Differential gene expression profiling between genotoxic and non-genotoxic hepatocarcinogens in young rat liver determined by quantitative real-time PCR and principal component analysis.

We recently successfully discriminated mouse genotoxic hepatocarcinogens from non-genotoxic hepatocarcinogens via selected gene expression profiling in the mouse liver based on quantitative real-time PCR (qPCR) and statistical analysis using principal component analysis (PCA). In the present study, we applied these candidate marker genes to rat hepatocarcinogens in the rat liver. qPCR analysis of 33 genes was conducted on liver samples from groups of 4 male 4-week-old F344 rats at 4 and 48 h after a single oral administration of chemicals [2 genotoxic hepatocarcinogens: diethylnitrosamine and 2,6-dinitrotoluene; a non-genotoxic hepatocarcinogen: di(2-ethylhexyl)phthalate; and a non-genotoxic non-hepatocarcinogen: phenacetin]. Thirty-two genes exhibited significant changes in their gene expression ratios (experimental group/control group) according to statistical analysis using the Williams' test and the Dunnett's test. The changes appeared to be greater at 4h than at 48 h.

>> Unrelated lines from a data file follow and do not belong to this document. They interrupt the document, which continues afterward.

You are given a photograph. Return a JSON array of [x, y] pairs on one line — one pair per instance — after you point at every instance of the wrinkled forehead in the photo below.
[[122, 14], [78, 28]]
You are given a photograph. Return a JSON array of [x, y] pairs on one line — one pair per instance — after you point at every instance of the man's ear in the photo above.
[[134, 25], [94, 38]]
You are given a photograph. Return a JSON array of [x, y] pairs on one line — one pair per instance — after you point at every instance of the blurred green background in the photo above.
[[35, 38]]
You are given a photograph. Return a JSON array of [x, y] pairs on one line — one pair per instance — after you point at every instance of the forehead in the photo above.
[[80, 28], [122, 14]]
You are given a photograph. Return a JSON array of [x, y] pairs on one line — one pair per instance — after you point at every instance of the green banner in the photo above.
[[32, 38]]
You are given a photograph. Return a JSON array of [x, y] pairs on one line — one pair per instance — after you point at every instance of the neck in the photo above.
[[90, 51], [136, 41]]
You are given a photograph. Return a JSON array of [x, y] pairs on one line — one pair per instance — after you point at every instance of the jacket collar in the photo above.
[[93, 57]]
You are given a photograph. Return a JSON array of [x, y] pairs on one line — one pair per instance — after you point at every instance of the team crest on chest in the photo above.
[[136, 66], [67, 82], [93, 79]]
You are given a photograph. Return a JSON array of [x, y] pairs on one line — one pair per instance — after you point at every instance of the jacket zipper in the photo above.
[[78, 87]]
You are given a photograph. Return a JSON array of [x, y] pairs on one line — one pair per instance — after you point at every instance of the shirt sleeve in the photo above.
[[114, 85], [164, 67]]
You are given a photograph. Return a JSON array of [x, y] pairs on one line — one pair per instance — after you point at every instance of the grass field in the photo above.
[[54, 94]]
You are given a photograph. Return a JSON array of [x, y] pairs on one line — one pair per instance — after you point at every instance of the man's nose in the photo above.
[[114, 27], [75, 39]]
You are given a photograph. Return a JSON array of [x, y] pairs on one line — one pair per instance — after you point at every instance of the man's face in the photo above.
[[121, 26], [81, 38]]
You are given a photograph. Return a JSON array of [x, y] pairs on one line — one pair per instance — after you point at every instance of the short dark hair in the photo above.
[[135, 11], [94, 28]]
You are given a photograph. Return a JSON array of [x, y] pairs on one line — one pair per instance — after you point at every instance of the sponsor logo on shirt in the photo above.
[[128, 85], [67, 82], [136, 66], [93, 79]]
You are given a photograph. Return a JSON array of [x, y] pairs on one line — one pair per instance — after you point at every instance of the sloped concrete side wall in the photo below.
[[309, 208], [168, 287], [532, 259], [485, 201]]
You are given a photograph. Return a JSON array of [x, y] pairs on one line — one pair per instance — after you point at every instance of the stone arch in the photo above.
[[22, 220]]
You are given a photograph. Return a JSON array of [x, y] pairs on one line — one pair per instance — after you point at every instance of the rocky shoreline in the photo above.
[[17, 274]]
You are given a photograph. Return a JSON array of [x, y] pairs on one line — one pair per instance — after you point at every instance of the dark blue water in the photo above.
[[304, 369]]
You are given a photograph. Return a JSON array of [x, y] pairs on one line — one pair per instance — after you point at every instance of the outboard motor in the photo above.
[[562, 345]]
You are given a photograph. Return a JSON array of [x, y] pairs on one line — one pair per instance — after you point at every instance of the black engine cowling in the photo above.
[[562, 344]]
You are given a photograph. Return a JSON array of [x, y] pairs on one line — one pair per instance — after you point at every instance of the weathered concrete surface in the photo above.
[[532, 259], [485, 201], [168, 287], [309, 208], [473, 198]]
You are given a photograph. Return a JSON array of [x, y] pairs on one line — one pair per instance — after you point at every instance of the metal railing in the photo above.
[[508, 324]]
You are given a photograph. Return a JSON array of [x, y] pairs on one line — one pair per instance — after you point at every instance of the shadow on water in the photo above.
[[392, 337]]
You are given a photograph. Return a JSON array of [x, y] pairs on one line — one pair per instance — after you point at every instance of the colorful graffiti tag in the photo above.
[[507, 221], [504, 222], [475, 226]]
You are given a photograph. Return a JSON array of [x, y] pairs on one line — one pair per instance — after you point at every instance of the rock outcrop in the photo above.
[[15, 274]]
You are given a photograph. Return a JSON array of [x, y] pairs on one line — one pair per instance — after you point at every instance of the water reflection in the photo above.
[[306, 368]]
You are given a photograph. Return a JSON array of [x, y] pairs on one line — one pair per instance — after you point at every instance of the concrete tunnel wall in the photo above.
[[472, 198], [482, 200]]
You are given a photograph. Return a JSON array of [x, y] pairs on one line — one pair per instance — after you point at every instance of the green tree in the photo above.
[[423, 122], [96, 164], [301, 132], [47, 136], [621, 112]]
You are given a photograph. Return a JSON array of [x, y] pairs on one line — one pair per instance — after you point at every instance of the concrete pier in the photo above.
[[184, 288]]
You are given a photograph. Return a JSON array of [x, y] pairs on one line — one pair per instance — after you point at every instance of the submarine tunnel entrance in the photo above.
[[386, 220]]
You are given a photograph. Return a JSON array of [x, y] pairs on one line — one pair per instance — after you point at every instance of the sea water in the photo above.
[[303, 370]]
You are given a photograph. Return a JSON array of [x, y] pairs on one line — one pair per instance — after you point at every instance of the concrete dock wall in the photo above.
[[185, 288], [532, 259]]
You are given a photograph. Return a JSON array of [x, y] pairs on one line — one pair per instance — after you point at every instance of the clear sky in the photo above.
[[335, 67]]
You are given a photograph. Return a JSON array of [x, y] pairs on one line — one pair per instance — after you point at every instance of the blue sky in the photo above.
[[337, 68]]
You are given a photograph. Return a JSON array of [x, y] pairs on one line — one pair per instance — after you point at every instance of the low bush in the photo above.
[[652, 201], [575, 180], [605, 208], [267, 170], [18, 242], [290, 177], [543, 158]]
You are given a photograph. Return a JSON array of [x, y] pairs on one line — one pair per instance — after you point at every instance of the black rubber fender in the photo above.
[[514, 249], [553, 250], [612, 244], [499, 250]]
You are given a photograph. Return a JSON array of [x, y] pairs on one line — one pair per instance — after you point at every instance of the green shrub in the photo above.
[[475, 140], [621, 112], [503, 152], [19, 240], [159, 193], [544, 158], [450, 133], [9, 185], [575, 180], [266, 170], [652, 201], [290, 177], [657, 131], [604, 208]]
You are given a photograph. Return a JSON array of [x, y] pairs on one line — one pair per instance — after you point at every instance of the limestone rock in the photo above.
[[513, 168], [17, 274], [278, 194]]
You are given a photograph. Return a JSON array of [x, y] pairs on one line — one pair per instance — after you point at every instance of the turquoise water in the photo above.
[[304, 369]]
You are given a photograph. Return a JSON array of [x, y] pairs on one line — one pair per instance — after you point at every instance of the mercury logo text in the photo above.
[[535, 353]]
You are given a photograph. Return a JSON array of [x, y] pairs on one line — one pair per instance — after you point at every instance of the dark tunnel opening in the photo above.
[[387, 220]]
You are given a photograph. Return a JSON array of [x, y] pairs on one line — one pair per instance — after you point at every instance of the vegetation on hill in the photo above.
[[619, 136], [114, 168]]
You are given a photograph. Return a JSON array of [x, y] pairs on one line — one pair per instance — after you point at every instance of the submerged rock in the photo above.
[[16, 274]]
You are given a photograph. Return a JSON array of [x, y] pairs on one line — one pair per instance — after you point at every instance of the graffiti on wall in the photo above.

Finally, statistical analysis via PCA successfully differentiated the genotoxic hepatocarcinogens from the non-genotoxic hepatocarcinogen and the non-genotoxic non-hepatocarcinogen at 4h based on 16 genes (Ccnf, Ccng1, Cyp4a10, Ddit4l, Egfr, Gadd45g, Gdf15, Hspb1, Igfbp1, Jun, Myc, Net1, Phlda3, Pml, Rcan1 and Tubb2c) and at 48 h based on 10 genes (Aen, Ccng1, Cdkn1a, Cyp21a1, Cyp4a10, Gdf15, Igfbp1, Mdm2, Phlda3 and Pmm1). Eight major biological processes were extracted from a gene ontology analysis: apoptosis, the cell cycle, cell proliferation, DNA damage, DNA repair, oxidative stress, oncogenes and tumor suppression. The major, biologically relevant gene pathway suggested was the DNA damage response, which signals through a Tp53-mediated pathway and leads to the induction of apoptosis. Immunohistochemical analyses for the expression of Cdkn1a and Hmox1 proteins and the level of apoptosis measured by the TUNEL assay in the liver confirmed the aforementioned results. The present results showed that mouse candidate marker genes are applicable for differentiating genotoxic hepatocarcinogens from non-genotoxic hepatocarcinogens examined in this paper in the rat liver.